[2019_09_11_08]原発 耐震審査見直し 規制委方針「未知の震源」対策(東奥日報2019年9月11日)
 
 原子力規制委員会は11日の定例会合で、原発の耐震性の審査手法を一部見直す方針を決めた。過去に地震を起こした断層のうち、ずれなどの痕跡が地表に現れていない「未知の震源」で再び地震が起きた場合、どれくらい揺れるかの計算手法を変更。再稼働済みを含む全国の原発に適用し、電力会社に対し、新手法での再審査を受けるよう要求する。直ちに運転停止は求めない。

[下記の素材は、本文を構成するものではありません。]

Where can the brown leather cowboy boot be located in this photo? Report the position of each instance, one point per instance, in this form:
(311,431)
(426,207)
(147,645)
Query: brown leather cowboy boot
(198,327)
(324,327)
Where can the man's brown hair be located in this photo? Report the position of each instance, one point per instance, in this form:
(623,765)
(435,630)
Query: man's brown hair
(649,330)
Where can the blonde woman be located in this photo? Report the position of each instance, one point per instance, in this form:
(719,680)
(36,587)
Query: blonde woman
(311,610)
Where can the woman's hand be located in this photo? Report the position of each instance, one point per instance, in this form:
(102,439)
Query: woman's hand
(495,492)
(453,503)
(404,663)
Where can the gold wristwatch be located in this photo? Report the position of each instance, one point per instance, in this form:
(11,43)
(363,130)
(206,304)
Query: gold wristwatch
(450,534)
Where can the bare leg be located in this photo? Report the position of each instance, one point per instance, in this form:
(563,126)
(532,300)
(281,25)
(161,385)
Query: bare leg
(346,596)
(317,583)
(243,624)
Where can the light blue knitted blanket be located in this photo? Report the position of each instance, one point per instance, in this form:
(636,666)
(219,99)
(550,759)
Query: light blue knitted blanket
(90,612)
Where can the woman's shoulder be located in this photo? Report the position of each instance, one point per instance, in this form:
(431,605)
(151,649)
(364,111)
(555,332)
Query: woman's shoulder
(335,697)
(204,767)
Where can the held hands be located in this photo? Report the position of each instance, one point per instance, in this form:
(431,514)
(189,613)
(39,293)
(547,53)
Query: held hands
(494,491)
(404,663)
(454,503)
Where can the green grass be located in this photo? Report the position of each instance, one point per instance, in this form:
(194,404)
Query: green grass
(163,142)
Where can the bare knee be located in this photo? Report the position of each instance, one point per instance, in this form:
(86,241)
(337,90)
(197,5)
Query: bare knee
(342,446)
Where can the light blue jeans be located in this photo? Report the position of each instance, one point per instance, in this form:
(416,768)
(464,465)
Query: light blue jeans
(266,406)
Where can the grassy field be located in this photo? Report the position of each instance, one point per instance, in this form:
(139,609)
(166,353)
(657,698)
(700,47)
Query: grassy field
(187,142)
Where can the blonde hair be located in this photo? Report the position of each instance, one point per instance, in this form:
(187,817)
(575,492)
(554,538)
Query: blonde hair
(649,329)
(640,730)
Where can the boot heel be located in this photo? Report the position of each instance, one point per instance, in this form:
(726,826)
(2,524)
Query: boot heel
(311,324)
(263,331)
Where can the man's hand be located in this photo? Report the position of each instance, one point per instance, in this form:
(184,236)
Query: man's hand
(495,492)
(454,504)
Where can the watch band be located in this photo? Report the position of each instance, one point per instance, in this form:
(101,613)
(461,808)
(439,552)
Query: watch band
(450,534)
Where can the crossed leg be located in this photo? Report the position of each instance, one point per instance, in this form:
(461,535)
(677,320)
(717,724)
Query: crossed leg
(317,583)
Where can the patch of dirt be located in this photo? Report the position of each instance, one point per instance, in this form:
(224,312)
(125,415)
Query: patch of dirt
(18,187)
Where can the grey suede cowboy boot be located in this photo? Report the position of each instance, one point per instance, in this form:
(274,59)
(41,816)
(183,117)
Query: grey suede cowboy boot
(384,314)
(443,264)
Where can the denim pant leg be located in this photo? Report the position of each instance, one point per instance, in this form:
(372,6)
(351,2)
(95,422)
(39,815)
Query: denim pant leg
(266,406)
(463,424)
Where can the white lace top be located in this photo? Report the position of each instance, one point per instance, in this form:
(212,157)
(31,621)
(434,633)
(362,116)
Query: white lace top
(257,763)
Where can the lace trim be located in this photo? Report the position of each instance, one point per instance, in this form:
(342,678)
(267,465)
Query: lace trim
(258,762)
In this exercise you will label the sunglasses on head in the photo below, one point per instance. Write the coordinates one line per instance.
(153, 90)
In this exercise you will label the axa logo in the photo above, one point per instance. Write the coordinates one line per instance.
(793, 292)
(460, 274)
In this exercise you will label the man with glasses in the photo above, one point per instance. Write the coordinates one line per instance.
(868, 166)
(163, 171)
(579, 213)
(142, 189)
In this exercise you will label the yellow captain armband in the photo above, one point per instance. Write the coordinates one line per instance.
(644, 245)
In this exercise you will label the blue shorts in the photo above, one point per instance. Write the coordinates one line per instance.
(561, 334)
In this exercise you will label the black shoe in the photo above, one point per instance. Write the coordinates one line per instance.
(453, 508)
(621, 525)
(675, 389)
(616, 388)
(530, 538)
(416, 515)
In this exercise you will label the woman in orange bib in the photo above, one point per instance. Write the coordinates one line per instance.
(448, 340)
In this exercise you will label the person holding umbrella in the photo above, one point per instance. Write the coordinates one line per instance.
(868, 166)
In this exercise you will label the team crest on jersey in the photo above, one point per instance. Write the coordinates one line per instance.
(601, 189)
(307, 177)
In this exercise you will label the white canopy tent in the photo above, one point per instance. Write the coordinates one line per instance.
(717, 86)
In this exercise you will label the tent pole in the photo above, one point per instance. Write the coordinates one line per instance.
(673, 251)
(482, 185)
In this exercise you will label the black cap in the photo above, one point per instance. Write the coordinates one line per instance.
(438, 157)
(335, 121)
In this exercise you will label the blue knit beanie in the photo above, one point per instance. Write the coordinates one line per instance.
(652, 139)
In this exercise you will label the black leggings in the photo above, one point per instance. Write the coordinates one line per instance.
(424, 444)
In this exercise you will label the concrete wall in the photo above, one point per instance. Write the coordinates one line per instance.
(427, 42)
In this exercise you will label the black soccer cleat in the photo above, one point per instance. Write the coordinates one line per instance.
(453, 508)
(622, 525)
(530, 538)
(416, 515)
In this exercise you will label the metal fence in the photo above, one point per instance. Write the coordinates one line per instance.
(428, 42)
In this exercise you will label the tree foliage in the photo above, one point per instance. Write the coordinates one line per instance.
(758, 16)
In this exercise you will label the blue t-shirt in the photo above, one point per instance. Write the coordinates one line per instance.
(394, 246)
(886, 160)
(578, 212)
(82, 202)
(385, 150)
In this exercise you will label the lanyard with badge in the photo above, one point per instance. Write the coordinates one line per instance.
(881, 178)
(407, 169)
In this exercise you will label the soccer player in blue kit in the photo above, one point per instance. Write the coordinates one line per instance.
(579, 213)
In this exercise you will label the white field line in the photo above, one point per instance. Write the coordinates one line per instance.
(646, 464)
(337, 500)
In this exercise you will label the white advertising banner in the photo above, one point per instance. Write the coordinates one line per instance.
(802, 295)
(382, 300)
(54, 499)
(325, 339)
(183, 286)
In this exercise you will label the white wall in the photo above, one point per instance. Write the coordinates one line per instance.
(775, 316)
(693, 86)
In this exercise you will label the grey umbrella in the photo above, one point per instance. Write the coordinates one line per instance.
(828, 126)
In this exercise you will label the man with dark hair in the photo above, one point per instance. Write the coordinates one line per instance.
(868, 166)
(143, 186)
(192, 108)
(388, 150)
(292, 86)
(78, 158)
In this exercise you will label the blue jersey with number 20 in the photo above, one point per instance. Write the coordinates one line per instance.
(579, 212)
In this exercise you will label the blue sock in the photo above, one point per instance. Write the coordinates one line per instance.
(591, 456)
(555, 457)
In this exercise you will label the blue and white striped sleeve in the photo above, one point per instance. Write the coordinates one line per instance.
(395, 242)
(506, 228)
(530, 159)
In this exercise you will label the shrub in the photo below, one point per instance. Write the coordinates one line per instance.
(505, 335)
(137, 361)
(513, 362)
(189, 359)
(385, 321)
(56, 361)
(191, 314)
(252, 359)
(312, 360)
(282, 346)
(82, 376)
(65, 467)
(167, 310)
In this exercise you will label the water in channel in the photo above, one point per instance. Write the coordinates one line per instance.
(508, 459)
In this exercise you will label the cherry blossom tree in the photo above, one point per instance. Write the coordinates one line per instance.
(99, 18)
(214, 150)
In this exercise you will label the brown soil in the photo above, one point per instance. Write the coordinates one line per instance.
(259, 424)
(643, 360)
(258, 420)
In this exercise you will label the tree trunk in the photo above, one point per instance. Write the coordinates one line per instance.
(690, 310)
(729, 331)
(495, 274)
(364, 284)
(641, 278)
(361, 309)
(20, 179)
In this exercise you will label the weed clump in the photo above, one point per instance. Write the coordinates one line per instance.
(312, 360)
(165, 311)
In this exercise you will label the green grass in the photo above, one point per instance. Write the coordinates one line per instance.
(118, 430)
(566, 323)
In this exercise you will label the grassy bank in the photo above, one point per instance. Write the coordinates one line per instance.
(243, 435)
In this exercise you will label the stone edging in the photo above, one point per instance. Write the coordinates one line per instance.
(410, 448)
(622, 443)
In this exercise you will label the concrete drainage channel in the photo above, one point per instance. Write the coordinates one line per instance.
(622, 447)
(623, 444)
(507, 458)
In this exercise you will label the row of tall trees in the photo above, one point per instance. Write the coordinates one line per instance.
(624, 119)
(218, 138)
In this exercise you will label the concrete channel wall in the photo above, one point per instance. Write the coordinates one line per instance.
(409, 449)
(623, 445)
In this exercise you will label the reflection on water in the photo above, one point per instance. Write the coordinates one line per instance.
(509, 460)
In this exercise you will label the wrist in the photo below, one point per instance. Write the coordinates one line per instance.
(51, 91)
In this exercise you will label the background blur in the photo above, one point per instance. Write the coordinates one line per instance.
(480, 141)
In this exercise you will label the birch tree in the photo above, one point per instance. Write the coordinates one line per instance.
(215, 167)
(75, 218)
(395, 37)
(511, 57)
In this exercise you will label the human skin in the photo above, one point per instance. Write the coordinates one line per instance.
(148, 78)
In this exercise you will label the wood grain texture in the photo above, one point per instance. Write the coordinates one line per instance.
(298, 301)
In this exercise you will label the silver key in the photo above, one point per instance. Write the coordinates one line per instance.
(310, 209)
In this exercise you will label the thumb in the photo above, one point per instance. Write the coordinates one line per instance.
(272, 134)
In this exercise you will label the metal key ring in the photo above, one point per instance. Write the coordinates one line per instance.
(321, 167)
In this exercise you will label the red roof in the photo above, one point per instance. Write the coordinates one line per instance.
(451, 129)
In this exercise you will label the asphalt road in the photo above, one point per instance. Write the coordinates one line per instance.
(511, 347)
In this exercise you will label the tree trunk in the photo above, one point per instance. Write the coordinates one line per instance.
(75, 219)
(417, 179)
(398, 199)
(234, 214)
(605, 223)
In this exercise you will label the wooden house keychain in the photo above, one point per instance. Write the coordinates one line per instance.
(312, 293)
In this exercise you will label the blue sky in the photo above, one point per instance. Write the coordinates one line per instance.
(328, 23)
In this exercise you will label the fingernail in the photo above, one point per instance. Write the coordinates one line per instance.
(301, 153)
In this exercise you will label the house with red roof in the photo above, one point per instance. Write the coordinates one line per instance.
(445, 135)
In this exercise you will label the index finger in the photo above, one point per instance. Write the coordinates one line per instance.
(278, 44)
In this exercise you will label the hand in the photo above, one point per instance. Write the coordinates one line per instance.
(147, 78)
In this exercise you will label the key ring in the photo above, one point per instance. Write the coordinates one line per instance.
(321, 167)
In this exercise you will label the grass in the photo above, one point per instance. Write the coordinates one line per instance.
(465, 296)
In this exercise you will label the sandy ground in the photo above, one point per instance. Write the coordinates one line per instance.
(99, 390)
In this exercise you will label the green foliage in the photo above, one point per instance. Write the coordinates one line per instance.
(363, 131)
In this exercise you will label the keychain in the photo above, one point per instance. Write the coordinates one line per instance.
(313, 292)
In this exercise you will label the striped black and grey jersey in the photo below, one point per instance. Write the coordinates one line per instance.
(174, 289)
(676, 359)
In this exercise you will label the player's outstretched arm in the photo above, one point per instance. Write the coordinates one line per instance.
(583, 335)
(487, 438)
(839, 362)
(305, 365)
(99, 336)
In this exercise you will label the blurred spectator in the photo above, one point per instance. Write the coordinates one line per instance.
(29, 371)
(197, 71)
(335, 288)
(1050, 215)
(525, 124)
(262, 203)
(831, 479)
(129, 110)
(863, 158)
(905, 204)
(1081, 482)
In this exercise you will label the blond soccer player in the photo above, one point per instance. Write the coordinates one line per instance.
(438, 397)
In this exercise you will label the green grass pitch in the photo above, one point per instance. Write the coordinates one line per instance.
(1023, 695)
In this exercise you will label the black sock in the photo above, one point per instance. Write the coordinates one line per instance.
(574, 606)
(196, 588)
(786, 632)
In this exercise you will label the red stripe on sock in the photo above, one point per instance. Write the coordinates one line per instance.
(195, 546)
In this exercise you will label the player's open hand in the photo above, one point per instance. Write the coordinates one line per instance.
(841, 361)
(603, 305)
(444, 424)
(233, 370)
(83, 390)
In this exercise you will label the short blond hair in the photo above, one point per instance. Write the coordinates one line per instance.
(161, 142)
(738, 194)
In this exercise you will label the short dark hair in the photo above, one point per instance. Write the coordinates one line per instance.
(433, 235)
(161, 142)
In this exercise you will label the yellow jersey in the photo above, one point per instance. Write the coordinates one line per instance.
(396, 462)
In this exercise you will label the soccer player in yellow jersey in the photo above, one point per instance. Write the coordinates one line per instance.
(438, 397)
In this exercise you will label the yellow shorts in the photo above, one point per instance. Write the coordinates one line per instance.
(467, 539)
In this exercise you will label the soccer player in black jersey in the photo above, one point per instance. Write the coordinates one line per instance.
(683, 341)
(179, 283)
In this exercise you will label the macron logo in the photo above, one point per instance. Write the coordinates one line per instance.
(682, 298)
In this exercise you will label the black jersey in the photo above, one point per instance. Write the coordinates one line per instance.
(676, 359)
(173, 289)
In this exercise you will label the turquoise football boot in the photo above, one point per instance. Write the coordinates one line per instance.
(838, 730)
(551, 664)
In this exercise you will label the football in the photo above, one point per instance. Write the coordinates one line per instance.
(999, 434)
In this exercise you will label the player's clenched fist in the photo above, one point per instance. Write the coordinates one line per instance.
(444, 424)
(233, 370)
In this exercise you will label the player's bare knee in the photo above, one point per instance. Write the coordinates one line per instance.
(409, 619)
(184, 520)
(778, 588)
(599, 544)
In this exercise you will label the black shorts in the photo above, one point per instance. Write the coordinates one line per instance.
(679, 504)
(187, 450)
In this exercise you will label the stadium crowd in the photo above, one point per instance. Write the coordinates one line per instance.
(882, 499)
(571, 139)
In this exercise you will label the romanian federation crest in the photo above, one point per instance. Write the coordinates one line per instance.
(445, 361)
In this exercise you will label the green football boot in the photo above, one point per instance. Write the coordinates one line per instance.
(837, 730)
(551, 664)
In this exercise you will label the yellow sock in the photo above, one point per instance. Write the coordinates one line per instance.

 原発の耐震設計の目安となる揺れ(基準地震動)の引き上げや、耐震対策の強化を迫られる可能性もある。敷地周辺に活断層などのない九州電力の玄海原発(佐賀県)や川内原発(鹿児島県)は追加対策が必要になるとの見方がある。
 更田豊志委員長は会合後の記者会見で「(新手法での)評価には時間が必要」と述べ、再審査や耐震対策にかかる時間を考慮し、一定期間は運転停止などを求めないという猶予を設定する必要があるとの見解を示した。
 今後、電力会社の考えを聞き、意見公募を経て来年2月ごろに関連規則などを改正する。
 東京電力福島第1原発事故を受け、国は地震や津波に関する審査を厳格化。主に原発周辺の活断層と、未知の震源による地震の両方を想定し、基準地震動を決めてきた。
 しかし、未知の震源の情報は不足しており、これまでは2004年に北海道で起きたマグニチュード(M)5・7の地震を解析し、全国の原発の審査に準用していた。そのため規制委は外部専門家を交えた検討チームを設置し、未知の震源による過去の地震のうちM5・0から6・6を観測した約90件の記録を基に統計処理を実地。未知の震源の影響を評価する新たな計算モデルをまとめた。
 取材に対して、東北電力青森支店の担当者は「東通原発については今後の審査項目となっており、をの審査の時点で最新の知見を取り入れて原発への影響を評価していきたい」と述べた。大間原発を建設中の電源開発(Jパワー)の担当者は「事業者としては(新たな審査手法の)中身が正式に確定していない以上、なんとも言えない。議論の行方を見守っていく」と語った。